In einem kürzlichen Interview kritisierte Hougan große Vermögensverwalter und Aufsichtsbehörden dafür, dass sie Bitcoin in 401(k)-Plänen ablehnen, und wies darauf hin, dass viele zugelassene Aktien größere Kursbewegungen aufweisen. Er verglich die vergangene Jahresperiode:
· NVIDIA (NVDA): ~120% Kursvolatilität
· Bitcoin (BTC): ~65% Kursvolatilität
Seine Äußerungen kommen zu einem Zeitpunkt, an dem die US-Senatorin Elizabeth Warren die SEC auffordert, zu erklären, wie sie Risiken für Altersvorsorgefonds, die in Kryptowährungen investieren, bewältigen will.

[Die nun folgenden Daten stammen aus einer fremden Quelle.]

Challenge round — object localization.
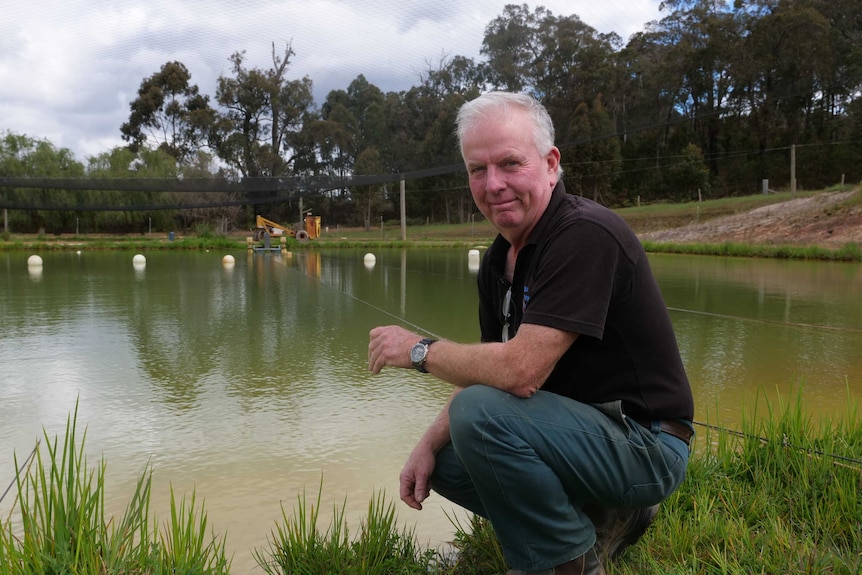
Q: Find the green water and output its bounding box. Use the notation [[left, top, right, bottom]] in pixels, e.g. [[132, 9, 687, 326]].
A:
[[0, 249, 862, 573]]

Sie warnt davor, dass Volatilität und höhere Gebühren die Alterssicherung durchschnittlicher Amerikaner beeinträchtigen könnten.
Hintergrund:
· Der ehemalige Präsident Trump erließ 2022 eine Verordnung, die den Weg für Kryptowährungen in definierten Beitragsplänen öffnete.
· Das Arbeitsministerium hat seither eine neutrale Haltung eingenommen und frühere Hinweise zurückgenommen, die die Praxis eher ablehnten.
Warum es wichtig ist:
Die Aufnahme in 401(k)-Pläne ist ein großer Meilenstein für Kryptowährungen – sie verleiht ihnen Legitimität und eröffnet den Weg für eine breitere Akzeptanz durch private Anleger über traditionelle Altersvorsorgekanäle.
Hougan ist der Überzeugung, dass es nur eine Frage der Zeit ist, bis Kryptowährungen als normaler Bestandteil von Altersvorsorgeportfolios gelten, ähnlich wie andere alternativen Anlagen.
Die Frage bleibt: Sollten langfristige Altersvorsorgeportfolios Zugang zu Bitcoin haben, oder sollten Aufsichtsbehörden die Exposition aufgrund von Volatilitätsbedenken einschränken?